Press Representative, Vienna Police Department

In 2007, UN staffer Aeryn Gillern disappeared on foot from an exclusive gay sauna and apparently fell into the Danube Canal. The story of Gillern, a young American living in Vienna and working at UNIDO (United Nations Industrial Development Organization), brought forth worldwide criticism of the Viennese police, who were described as “uncooperative” and “not forthcoming” in their handling of the case. It was only in 2015 that Gillern’s mother, Kathryn, and the public were finally convinced that the police were committed to the ongoing investigation. Although the case remains unsolved, this in itself was a breakthrough.

After such infamous criminal investigations as the kidnapping and captivity of Natascha Kampusch (2006), Josef Fritzl’s 24-year imprisonment and sexual abuse of his daughter Elizabeth (2008), and the Gillern case, the Vienna Police realized they needed a public relations department, which was then established in 2009. Press spokesman Roman Hahslinger, 48, with the police for 32 years until this month, acknowledges that communication has not always been the force’s strong suit.

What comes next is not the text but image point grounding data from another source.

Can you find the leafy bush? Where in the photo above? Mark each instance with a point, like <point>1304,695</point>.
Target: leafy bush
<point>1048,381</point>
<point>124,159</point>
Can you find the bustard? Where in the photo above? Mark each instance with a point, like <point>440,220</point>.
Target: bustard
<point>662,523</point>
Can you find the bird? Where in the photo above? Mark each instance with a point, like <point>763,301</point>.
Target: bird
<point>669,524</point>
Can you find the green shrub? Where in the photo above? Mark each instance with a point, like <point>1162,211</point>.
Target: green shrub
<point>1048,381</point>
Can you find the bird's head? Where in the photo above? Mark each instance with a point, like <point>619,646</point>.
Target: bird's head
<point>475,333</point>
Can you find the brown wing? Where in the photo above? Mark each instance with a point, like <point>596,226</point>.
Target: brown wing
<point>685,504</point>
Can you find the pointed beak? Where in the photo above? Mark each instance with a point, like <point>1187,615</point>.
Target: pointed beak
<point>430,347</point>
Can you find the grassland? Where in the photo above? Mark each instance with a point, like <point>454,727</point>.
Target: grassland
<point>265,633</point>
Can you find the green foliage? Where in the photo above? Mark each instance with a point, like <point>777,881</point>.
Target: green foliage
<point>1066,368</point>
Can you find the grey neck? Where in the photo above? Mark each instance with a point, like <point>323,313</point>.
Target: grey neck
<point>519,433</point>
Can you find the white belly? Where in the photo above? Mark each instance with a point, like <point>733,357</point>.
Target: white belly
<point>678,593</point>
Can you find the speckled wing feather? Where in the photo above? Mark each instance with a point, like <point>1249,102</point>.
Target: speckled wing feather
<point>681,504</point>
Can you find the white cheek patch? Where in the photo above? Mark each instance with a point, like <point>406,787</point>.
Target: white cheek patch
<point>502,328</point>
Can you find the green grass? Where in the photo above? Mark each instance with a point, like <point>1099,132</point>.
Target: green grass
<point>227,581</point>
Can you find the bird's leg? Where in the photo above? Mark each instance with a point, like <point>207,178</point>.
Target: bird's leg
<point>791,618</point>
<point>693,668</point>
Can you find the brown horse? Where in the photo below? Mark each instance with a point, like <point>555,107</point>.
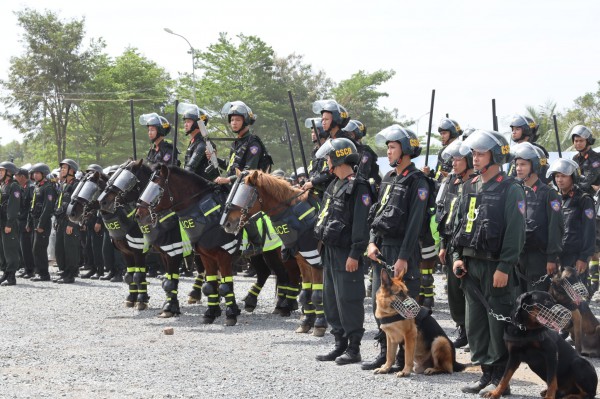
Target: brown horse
<point>196,201</point>
<point>293,213</point>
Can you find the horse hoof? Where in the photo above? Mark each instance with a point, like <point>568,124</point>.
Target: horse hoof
<point>319,332</point>
<point>229,322</point>
<point>303,329</point>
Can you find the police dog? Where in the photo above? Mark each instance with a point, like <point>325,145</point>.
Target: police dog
<point>585,329</point>
<point>548,355</point>
<point>427,348</point>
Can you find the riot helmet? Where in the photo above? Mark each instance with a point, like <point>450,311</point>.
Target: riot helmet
<point>528,126</point>
<point>163,127</point>
<point>450,125</point>
<point>339,114</point>
<point>341,150</point>
<point>583,132</point>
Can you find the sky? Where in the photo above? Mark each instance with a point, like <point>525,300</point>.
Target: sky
<point>520,53</point>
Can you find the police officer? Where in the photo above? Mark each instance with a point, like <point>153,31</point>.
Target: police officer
<point>42,208</point>
<point>10,205</point>
<point>161,150</point>
<point>545,227</point>
<point>68,243</point>
<point>524,130</point>
<point>578,213</point>
<point>318,171</point>
<point>342,227</point>
<point>589,181</point>
<point>449,130</point>
<point>489,239</point>
<point>397,219</point>
<point>447,203</point>
<point>22,177</point>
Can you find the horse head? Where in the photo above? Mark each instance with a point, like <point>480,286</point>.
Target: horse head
<point>84,201</point>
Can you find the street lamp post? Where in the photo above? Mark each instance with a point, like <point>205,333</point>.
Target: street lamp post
<point>193,63</point>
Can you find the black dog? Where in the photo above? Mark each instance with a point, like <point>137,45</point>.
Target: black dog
<point>547,354</point>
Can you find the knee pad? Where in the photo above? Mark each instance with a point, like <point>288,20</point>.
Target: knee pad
<point>224,289</point>
<point>317,296</point>
<point>208,289</point>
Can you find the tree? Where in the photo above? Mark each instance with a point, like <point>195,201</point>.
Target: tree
<point>42,82</point>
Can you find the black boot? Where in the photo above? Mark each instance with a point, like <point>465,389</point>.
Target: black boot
<point>485,379</point>
<point>11,279</point>
<point>461,340</point>
<point>379,361</point>
<point>352,354</point>
<point>341,344</point>
<point>497,373</point>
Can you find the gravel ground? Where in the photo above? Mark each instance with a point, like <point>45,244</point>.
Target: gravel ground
<point>79,341</point>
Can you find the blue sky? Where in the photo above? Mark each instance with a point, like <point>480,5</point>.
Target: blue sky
<point>518,52</point>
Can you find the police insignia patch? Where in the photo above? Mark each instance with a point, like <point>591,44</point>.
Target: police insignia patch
<point>366,198</point>
<point>521,206</point>
<point>589,213</point>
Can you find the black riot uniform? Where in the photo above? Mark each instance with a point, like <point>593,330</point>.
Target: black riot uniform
<point>342,227</point>
<point>10,204</point>
<point>68,246</point>
<point>42,208</point>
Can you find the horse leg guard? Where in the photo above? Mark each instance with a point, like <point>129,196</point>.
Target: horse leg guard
<point>251,299</point>
<point>195,294</point>
<point>171,306</point>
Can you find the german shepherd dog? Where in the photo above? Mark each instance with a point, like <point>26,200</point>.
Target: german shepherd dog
<point>548,355</point>
<point>585,329</point>
<point>427,348</point>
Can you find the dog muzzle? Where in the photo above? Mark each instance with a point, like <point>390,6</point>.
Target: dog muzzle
<point>577,292</point>
<point>556,318</point>
<point>408,308</point>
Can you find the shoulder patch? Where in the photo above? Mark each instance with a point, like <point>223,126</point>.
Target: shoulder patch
<point>366,199</point>
<point>521,206</point>
<point>589,213</point>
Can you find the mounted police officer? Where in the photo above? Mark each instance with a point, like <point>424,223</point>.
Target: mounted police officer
<point>579,216</point>
<point>22,177</point>
<point>447,202</point>
<point>397,219</point>
<point>589,181</point>
<point>449,130</point>
<point>489,239</point>
<point>524,130</point>
<point>161,150</point>
<point>67,233</point>
<point>42,208</point>
<point>342,227</point>
<point>545,227</point>
<point>10,205</point>
<point>318,171</point>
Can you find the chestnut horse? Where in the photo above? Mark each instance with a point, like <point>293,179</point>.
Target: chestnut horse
<point>163,234</point>
<point>293,213</point>
<point>197,203</point>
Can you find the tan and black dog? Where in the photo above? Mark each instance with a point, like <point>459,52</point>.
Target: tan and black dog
<point>585,330</point>
<point>548,355</point>
<point>427,348</point>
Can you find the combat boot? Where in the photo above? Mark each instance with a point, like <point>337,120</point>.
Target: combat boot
<point>485,379</point>
<point>497,373</point>
<point>379,361</point>
<point>341,344</point>
<point>352,353</point>
<point>11,279</point>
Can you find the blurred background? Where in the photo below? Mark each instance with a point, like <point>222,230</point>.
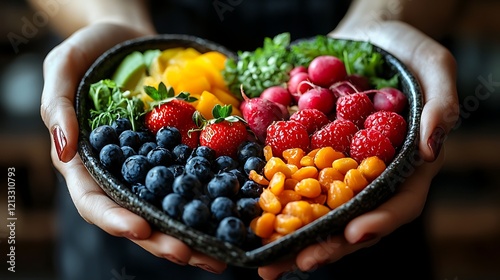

“In the past, people found us not so open and a lot of misunderstandings arose,” he said. “Of course, the police make mistakes too but the difference now is that we’re willing to talk about it.”

Although the department has been trying to improve its image, they face an ongoing challenge in striking a balance between transparency and security. Although prevention and safety are among the highest priorities, Hahslinger says there are limits as to what can be shared with the public.

“There are of course things we can’t reveal,” he says, “to avoid having them seen by a perpetrator in a newspaper or on TV.”  At such times, transparency is simply the wrong answer. “Obviously, when it comes to terrorism investigations, we try not to report too much.” Discretion takes priority.

Hahslinger is grateful that Vienna has avoided being a target of terrorism, which he attributes to Austria’s being a small country and perhaps just lucky.

And, he said, straightening up, it may also be “the excellent work” of the Vienna police.

The police used to be seen as unfriendly and taciturn. Now we really make an effort to talk and communicate with the public.